「失敗国家」北朝鮮には、対話と交流が必要だ 「粛清の王朝・北朝鮮」著者の羅鍾一氏に聞く
――『粛清の王朝・北朝鮮』の日本語版への序文で、「北朝鮮は極めて特殊な体制とはいえ、継続的な対話と交流を続けるべき」と書かれました。核やミサイル開発で国際的な制裁を強めよという声が高まる一方で、北朝鮮との対話・交流がなぜ必要と述べられるのでしょうか。
羅鍾一(以下、羅):はっきり言えば、北朝鮮は「失敗した国家」です。すべての面で失敗した国だと言ってもいい。とはいえ、北朝鮮が崩壊すれば、現状以上の危機が訪れることになります。ましてや、戦争となれば、相当深刻な危機が訪れます。北朝鮮は失敗した国であるがゆえに、今後生じるさらなる失敗が東アジアの周辺国にも多大な問題と危機をもたらすことを、認識したほうがいいでしょう。
北朝鮮の人口は2300万人。韓国の人口の半分程度ですが、それでも大きな国です。これが崩壊するとなると、まず人道的な危機という難問が降りかかります。これだけの規模の国民が路頭に迷うことになる。それをどう管理するか。一筋縄ではいきません。
また、軍事的な危機が訪れることも、すぐわかるでしょう。かつて東ドイツが西ドイツと統一した当時、東ドイツ軍は6万人規模でした。一方、今の北朝鮮には常備軍で120万人、予備軍だけでも700万人を擁する軍事国家です。崩壊した場合、これだけの軍人をどう管理していくか。
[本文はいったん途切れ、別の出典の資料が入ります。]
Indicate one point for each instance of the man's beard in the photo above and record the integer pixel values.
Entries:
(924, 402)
しかも、北朝鮮はすでに核兵器、化学兵器、生物兵器も多く保有しています。これらの処理も大問題です。実際に管理できるのか。ましてや、軍人の管理が効かなくなり、現在のシリアのような内戦状態になる可能性も大いにありえます。こうなると、はたして、外国の軍隊が鎮圧・管理できるのか。甚だ疑問です。